I went to the funeral, a jumbled mess of anger, disbelief, and guilt. Especially guilt. I struggled to express my condolences to Anthony’s wife and kids. I was numb. People approached me to make small talk, but I didn’t respond. I couldn’t form the words. I knew his death was my fault. I could have said something. I could have done something.A friend repeatedly sought me out and wanted to talk. I don’t think he understood how much I wanted to be alone.
There was nowhere to hide from him. The people, the flowers, the coffin itself, all conspired to block my retreat. As I bolted from the room, he followed. When I walked outside, he did the same.Finally, I’d had enough. My anger, guilt and frustration were ready to boil over. I stood my ground on the sidewalk.
“We need to talk,” he said. “I want…”I cut him off, “Look, I don’t want to talk right now. Anthony needed my help, and I cancelled my meeting with him. I might have prevented this. I should have been there for him.” There was a lump in my throat and a hammering in my chest. I wanted to run. This was my pain. My misery. My grief. I didn’t want to share it or explain it.

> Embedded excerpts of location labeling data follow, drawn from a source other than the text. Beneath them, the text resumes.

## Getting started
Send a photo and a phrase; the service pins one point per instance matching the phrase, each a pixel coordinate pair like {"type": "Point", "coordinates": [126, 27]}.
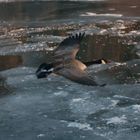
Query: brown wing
{"type": "Point", "coordinates": [74, 72]}
{"type": "Point", "coordinates": [68, 48]}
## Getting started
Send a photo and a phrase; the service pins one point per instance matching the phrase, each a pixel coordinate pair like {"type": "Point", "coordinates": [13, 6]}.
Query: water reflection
{"type": "Point", "coordinates": [4, 88]}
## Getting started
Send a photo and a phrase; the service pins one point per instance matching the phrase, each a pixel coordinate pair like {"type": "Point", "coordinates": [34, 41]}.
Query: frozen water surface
{"type": "Point", "coordinates": [57, 108]}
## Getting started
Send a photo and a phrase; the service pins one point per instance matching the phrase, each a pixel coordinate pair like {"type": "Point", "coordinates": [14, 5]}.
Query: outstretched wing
{"type": "Point", "coordinates": [69, 47]}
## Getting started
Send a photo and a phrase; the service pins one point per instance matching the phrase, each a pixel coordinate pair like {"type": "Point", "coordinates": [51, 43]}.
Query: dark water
{"type": "Point", "coordinates": [38, 26]}
{"type": "Point", "coordinates": [30, 31]}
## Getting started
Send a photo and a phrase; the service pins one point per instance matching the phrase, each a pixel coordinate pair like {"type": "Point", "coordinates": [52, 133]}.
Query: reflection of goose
{"type": "Point", "coordinates": [66, 64]}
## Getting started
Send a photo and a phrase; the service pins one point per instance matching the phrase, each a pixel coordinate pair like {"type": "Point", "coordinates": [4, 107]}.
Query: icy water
{"type": "Point", "coordinates": [56, 108]}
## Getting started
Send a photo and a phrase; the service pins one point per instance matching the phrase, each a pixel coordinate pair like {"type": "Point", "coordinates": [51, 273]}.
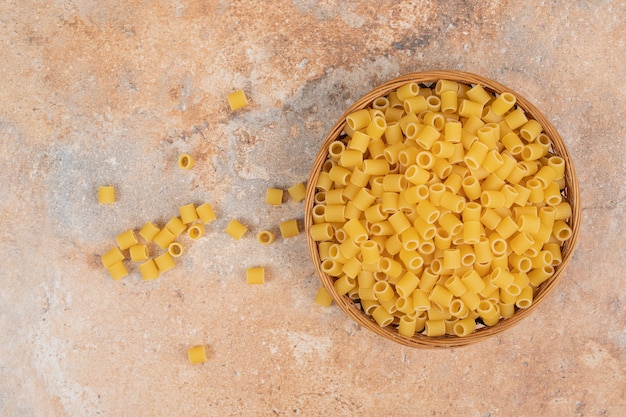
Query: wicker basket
{"type": "Point", "coordinates": [571, 193]}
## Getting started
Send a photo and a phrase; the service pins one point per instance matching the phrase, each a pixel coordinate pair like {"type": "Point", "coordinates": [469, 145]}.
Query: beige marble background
{"type": "Point", "coordinates": [95, 92]}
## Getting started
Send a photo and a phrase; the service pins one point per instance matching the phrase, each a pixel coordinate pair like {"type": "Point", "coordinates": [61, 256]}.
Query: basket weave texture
{"type": "Point", "coordinates": [571, 194]}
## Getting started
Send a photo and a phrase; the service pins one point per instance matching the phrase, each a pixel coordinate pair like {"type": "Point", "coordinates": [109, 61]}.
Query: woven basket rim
{"type": "Point", "coordinates": [572, 195]}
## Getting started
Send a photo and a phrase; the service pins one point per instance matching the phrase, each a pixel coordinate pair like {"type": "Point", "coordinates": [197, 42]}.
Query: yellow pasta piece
{"type": "Point", "coordinates": [175, 249]}
{"type": "Point", "coordinates": [265, 237]}
{"type": "Point", "coordinates": [255, 275]}
{"type": "Point", "coordinates": [236, 229]}
{"type": "Point", "coordinates": [407, 326]}
{"type": "Point", "coordinates": [185, 161]}
{"type": "Point", "coordinates": [139, 252]}
{"type": "Point", "coordinates": [176, 226]}
{"type": "Point", "coordinates": [197, 354]}
{"type": "Point", "coordinates": [433, 195]}
{"type": "Point", "coordinates": [435, 328]}
{"type": "Point", "coordinates": [195, 231]}
{"type": "Point", "coordinates": [289, 228]}
{"type": "Point", "coordinates": [464, 327]}
{"type": "Point", "coordinates": [164, 238]}
{"type": "Point", "coordinates": [126, 239]}
{"type": "Point", "coordinates": [237, 100]}
{"type": "Point", "coordinates": [106, 194]}
{"type": "Point", "coordinates": [164, 262]}
{"type": "Point", "coordinates": [297, 192]}
{"type": "Point", "coordinates": [149, 231]}
{"type": "Point", "coordinates": [274, 196]}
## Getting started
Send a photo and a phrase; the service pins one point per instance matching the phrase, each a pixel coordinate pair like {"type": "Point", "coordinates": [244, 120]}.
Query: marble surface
{"type": "Point", "coordinates": [112, 92]}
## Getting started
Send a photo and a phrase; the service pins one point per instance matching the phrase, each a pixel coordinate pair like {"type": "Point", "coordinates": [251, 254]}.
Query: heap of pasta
{"type": "Point", "coordinates": [440, 209]}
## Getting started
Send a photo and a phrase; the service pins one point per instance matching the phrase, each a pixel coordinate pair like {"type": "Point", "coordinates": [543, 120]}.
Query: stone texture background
{"type": "Point", "coordinates": [112, 92]}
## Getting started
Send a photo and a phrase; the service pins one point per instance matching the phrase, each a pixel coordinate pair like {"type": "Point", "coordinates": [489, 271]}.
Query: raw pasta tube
{"type": "Point", "coordinates": [297, 192]}
{"type": "Point", "coordinates": [381, 316]}
{"type": "Point", "coordinates": [195, 231]}
{"type": "Point", "coordinates": [164, 238]}
{"type": "Point", "coordinates": [407, 326]}
{"type": "Point", "coordinates": [185, 161]}
{"type": "Point", "coordinates": [255, 275]}
{"type": "Point", "coordinates": [176, 226]}
{"type": "Point", "coordinates": [164, 262]}
{"type": "Point", "coordinates": [106, 194]}
{"type": "Point", "coordinates": [139, 252]}
{"type": "Point", "coordinates": [265, 237]}
{"type": "Point", "coordinates": [148, 232]}
{"type": "Point", "coordinates": [175, 249]}
{"type": "Point", "coordinates": [237, 100]}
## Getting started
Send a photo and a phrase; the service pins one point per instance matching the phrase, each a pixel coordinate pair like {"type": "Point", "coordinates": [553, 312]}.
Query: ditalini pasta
{"type": "Point", "coordinates": [106, 194]}
{"type": "Point", "coordinates": [185, 161]}
{"type": "Point", "coordinates": [197, 354]}
{"type": "Point", "coordinates": [255, 275]}
{"type": "Point", "coordinates": [192, 218]}
{"type": "Point", "coordinates": [298, 191]}
{"type": "Point", "coordinates": [265, 237]}
{"type": "Point", "coordinates": [440, 209]}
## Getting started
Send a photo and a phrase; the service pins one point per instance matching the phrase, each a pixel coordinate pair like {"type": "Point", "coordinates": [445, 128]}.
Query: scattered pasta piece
{"type": "Point", "coordinates": [440, 208]}
{"type": "Point", "coordinates": [206, 213]}
{"type": "Point", "coordinates": [265, 237]}
{"type": "Point", "coordinates": [236, 229]}
{"type": "Point", "coordinates": [113, 256]}
{"type": "Point", "coordinates": [188, 213]}
{"type": "Point", "coordinates": [118, 270]}
{"type": "Point", "coordinates": [149, 231]}
{"type": "Point", "coordinates": [139, 252]}
{"type": "Point", "coordinates": [195, 231]}
{"type": "Point", "coordinates": [323, 298]}
{"type": "Point", "coordinates": [164, 262]}
{"type": "Point", "coordinates": [255, 275]}
{"type": "Point", "coordinates": [237, 100]}
{"type": "Point", "coordinates": [274, 196]}
{"type": "Point", "coordinates": [164, 238]}
{"type": "Point", "coordinates": [289, 228]}
{"type": "Point", "coordinates": [106, 194]}
{"type": "Point", "coordinates": [297, 192]}
{"type": "Point", "coordinates": [185, 161]}
{"type": "Point", "coordinates": [175, 249]}
{"type": "Point", "coordinates": [126, 239]}
{"type": "Point", "coordinates": [197, 354]}
{"type": "Point", "coordinates": [149, 270]}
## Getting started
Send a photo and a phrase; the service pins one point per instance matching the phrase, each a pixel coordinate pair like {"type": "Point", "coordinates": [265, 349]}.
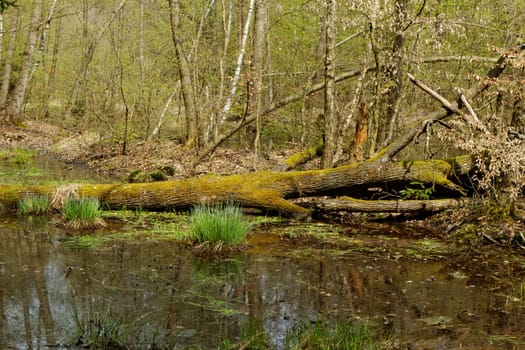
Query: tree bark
{"type": "Point", "coordinates": [330, 114]}
{"type": "Point", "coordinates": [8, 65]}
{"type": "Point", "coordinates": [269, 191]}
{"type": "Point", "coordinates": [387, 206]}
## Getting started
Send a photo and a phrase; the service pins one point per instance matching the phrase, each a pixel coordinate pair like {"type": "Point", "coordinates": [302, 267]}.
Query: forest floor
{"type": "Point", "coordinates": [108, 159]}
{"type": "Point", "coordinates": [466, 225]}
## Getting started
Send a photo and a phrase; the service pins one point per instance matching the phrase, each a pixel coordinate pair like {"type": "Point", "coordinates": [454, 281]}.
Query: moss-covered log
{"type": "Point", "coordinates": [265, 190]}
{"type": "Point", "coordinates": [388, 206]}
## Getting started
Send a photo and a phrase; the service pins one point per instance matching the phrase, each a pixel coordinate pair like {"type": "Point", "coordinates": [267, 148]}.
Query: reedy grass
{"type": "Point", "coordinates": [34, 204]}
{"type": "Point", "coordinates": [218, 226]}
{"type": "Point", "coordinates": [83, 213]}
{"type": "Point", "coordinates": [344, 335]}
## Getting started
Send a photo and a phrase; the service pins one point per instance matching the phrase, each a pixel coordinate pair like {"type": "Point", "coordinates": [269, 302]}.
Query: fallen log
{"type": "Point", "coordinates": [388, 206]}
{"type": "Point", "coordinates": [265, 190]}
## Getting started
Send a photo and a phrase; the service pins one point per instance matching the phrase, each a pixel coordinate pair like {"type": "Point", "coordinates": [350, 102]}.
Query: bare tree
{"type": "Point", "coordinates": [330, 113]}
{"type": "Point", "coordinates": [16, 97]}
{"type": "Point", "coordinates": [8, 65]}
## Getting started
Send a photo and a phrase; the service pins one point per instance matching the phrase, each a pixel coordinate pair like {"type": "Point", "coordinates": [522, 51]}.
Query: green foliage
{"type": "Point", "coordinates": [33, 204]}
{"type": "Point", "coordinates": [82, 213]}
{"type": "Point", "coordinates": [19, 155]}
{"type": "Point", "coordinates": [219, 225]}
{"type": "Point", "coordinates": [100, 332]}
{"type": "Point", "coordinates": [343, 335]}
{"type": "Point", "coordinates": [421, 192]}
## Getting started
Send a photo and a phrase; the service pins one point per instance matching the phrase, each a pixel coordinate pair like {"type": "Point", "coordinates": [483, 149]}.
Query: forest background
{"type": "Point", "coordinates": [329, 77]}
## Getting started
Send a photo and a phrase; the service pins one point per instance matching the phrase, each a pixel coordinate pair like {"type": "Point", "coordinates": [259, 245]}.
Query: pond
{"type": "Point", "coordinates": [411, 288]}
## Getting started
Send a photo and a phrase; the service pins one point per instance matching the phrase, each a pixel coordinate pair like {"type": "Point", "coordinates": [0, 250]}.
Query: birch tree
{"type": "Point", "coordinates": [330, 121]}
{"type": "Point", "coordinates": [16, 97]}
{"type": "Point", "coordinates": [189, 98]}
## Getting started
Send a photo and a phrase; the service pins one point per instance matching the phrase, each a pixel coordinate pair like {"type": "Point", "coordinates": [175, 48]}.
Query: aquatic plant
{"type": "Point", "coordinates": [218, 226]}
{"type": "Point", "coordinates": [33, 204]}
{"type": "Point", "coordinates": [82, 213]}
{"type": "Point", "coordinates": [345, 335]}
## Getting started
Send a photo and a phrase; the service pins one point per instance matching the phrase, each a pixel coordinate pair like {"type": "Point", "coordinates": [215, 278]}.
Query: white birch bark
{"type": "Point", "coordinates": [240, 58]}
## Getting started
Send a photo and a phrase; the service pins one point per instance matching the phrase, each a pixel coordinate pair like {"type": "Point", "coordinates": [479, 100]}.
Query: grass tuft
{"type": "Point", "coordinates": [342, 335]}
{"type": "Point", "coordinates": [218, 226]}
{"type": "Point", "coordinates": [83, 213]}
{"type": "Point", "coordinates": [35, 204]}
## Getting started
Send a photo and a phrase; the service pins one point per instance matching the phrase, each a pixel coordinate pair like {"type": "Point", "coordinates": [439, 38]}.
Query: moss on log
{"type": "Point", "coordinates": [265, 190]}
{"type": "Point", "coordinates": [388, 206]}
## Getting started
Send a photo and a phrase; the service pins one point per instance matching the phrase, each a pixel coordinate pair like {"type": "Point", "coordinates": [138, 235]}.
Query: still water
{"type": "Point", "coordinates": [412, 290]}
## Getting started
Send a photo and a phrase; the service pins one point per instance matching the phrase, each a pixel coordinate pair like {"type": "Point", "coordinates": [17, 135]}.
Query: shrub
{"type": "Point", "coordinates": [34, 204]}
{"type": "Point", "coordinates": [218, 226]}
{"type": "Point", "coordinates": [83, 213]}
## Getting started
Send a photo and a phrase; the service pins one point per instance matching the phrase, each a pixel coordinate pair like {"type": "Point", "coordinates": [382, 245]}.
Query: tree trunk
{"type": "Point", "coordinates": [8, 65]}
{"type": "Point", "coordinates": [190, 107]}
{"type": "Point", "coordinates": [259, 45]}
{"type": "Point", "coordinates": [269, 191]}
{"type": "Point", "coordinates": [16, 97]}
{"type": "Point", "coordinates": [330, 114]}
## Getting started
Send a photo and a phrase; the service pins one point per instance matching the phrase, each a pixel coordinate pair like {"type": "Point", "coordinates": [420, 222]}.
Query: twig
{"type": "Point", "coordinates": [444, 102]}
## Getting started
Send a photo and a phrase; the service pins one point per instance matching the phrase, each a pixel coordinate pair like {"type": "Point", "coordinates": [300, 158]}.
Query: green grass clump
{"type": "Point", "coordinates": [83, 213]}
{"type": "Point", "coordinates": [219, 226]}
{"type": "Point", "coordinates": [342, 335]}
{"type": "Point", "coordinates": [33, 204]}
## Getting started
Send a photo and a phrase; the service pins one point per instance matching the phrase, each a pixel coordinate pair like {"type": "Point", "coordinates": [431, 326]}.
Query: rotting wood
{"type": "Point", "coordinates": [266, 190]}
{"type": "Point", "coordinates": [388, 206]}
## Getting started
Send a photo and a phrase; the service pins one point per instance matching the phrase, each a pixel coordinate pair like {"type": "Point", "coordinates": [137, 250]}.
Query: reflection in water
{"type": "Point", "coordinates": [166, 292]}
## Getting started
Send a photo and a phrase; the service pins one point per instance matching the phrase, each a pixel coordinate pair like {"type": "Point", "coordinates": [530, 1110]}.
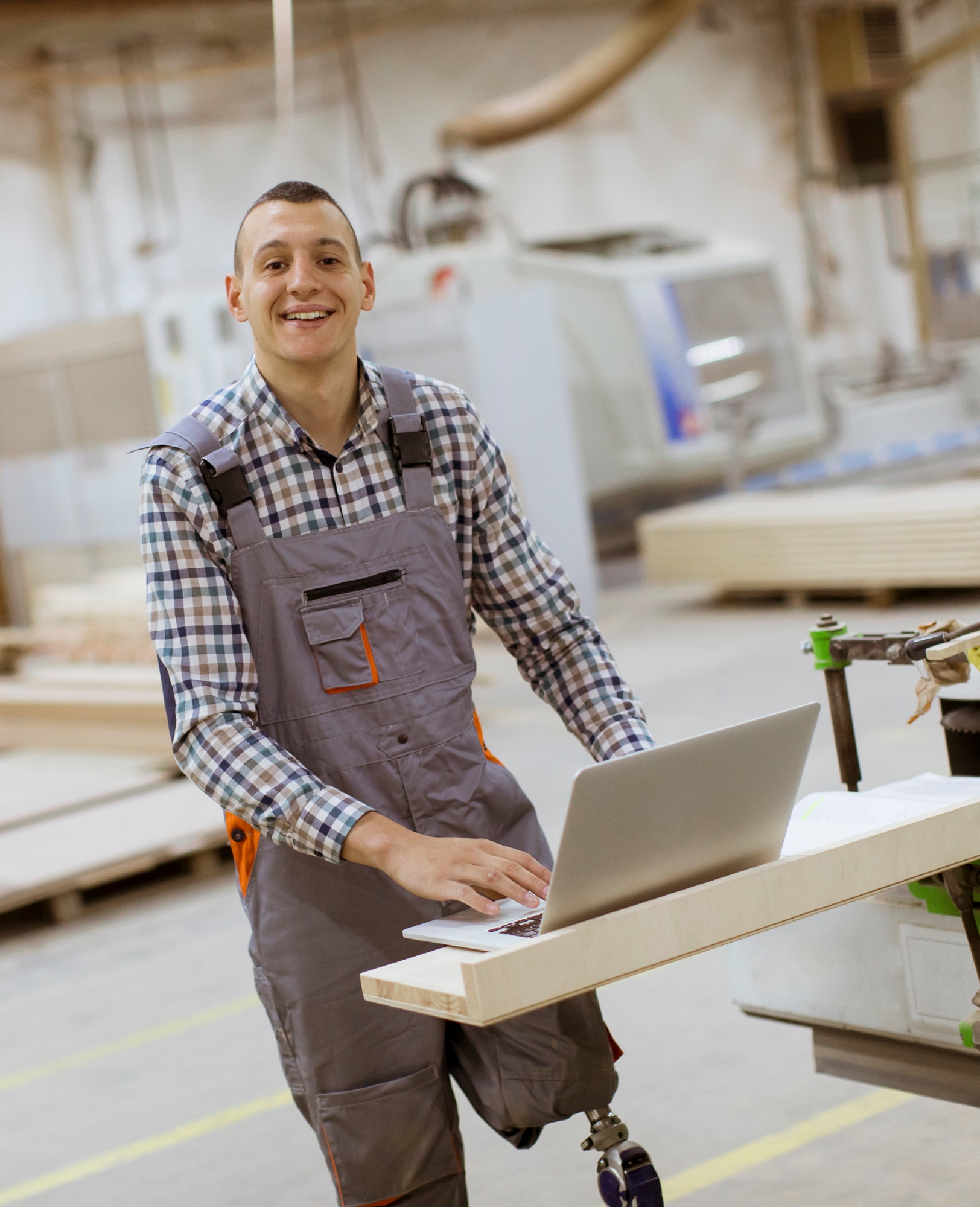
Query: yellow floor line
{"type": "Point", "coordinates": [709, 1174]}
{"type": "Point", "coordinates": [699, 1177]}
{"type": "Point", "coordinates": [69, 1174]}
{"type": "Point", "coordinates": [137, 1040]}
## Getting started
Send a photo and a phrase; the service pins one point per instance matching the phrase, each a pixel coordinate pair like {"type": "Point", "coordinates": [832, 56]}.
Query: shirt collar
{"type": "Point", "coordinates": [260, 401]}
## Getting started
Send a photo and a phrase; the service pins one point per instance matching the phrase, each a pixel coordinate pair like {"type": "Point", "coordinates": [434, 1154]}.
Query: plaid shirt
{"type": "Point", "coordinates": [511, 579]}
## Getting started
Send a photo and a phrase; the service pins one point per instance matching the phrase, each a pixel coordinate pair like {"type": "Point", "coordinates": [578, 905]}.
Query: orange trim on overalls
{"type": "Point", "coordinates": [357, 687]}
{"type": "Point", "coordinates": [493, 759]}
{"type": "Point", "coordinates": [244, 852]}
{"type": "Point", "coordinates": [378, 1203]}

My friend grabbed my arm, and I could see the pain etched upon his face. “Karl, when you canceled the meeting, he called me. I did meet with him. I got my chance.” His voice choked. “And I blew it.”We began to argue. I wasn’t ready to give up my guilt and my blame. He wasn’t either. A car horn sounded in the street and we were jarred into silence. I think we both realized how misplaced our emotions were. Not at the funeral. Not now. We didn’t say another word, but hugged and then went into the service.
We met for cocktails several weeks later. During the course of our discussion, we realized that it wasn’t a competition. There was no honor in trying to shoulder more of the blame for our friend’s death. Our grief was private, but our support was mutual. And helpful. We mourned a friend. We celebrated a life. And our relationship is the richer for it.
Karl Sprague is a writer and executive coach. His blog, The Short Distance, can be found at Karl Sprague. He has completed a manuscript for a thriller entitled Castro’s Shadow. You can follow him on Twitter @karlsprague.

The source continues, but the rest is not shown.